Supposons que vous vouliez échantillonner un capteur toutes les 10 ms. Sur un Arduino Uno à 16 MHz, si vous choisissez un préscaler de 64, le tick vaut 4 microsecondes. Pour obtenir 10 ms, il faut 10 000 microsecondes / 4 microsecondes = 2500 ticks. En compare match, on charge donc 2499. Si vous aviez pris un préscaler de 256, le tick serait de 16 microsecondes, et il faudrait 625 ticks, donc OCR = 624. Les deux réglages peuvent fonctionner, mais le premier offre une granularité quatre fois plus fine. Dans un projet sensible aux ajustements, ce détail peut faire la différence.
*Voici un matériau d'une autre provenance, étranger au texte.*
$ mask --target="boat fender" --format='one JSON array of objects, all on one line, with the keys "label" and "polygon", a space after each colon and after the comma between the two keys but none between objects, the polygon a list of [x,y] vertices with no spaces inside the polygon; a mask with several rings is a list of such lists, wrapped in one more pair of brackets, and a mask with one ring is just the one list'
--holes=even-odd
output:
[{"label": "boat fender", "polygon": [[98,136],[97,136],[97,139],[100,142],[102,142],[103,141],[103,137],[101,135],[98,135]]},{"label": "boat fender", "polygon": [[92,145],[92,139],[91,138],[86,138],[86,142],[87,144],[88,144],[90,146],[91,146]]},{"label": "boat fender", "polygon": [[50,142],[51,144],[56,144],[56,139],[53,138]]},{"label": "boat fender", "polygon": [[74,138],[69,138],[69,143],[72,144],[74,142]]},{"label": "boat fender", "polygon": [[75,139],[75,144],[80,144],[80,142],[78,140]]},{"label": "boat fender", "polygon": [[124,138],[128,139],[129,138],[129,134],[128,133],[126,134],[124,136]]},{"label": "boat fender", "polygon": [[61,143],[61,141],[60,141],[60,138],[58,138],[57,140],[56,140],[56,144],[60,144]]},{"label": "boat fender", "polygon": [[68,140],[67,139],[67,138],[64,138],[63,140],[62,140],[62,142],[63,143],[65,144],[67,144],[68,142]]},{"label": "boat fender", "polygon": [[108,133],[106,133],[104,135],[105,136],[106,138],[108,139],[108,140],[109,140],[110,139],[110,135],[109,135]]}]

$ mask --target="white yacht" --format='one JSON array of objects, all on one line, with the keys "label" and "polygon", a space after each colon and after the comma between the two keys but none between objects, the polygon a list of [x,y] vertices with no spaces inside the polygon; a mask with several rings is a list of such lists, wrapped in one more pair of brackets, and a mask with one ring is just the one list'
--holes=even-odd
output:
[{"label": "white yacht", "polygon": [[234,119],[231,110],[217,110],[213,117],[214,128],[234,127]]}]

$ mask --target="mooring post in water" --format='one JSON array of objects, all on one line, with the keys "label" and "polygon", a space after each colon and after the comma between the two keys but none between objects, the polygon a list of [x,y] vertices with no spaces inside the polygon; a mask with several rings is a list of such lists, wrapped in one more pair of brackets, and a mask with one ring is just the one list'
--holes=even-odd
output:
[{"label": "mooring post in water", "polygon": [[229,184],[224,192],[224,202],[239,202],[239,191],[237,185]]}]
À l’inverse, si vous souhaitez une interruption toutes les 2 secondes, un petit préscaler devient peu pratique sur un timer 16 bits, car la valeur compare nécessaire peut dépasser la capacité du compteur. Il faut alors augmenter le préscaler, utiliser un timer plus grand, ou compter plusieurs interruptions successives pour reconstituer une période plus longue. C’est une approche standard en systèmes embarqués : on choisit souvent une base de temps stable, puis on cumule des événements pour obtenir des délais plus longs.

Conclusion

L’arduino calcul de temps ne se résume pas à une formule isolée. C’est un équilibre entre résolution, portée temporelle, charge CPU et stabilité du système. En comprenant le lien entre horloge, préscaler, taille du timer et valeur compare, vous pouvez concevoir des temporisations plus propres, plus précises et plus robustes. Utilisez le calculateur ci-dessus pour obtenir rapidement vos valeurs, puis validez toujours le comportement réel sur votre matériel si votre application touche à la synchronisation, à la sécurité ou à la mesure précise.

Conseil final : dans un projet embarqué sérieux, notez toujours la fréquence CPU réelle, le préscaler, le mode timer, la valeur compare et la formule utilisée. Une documentation simple évite des heures de débogage.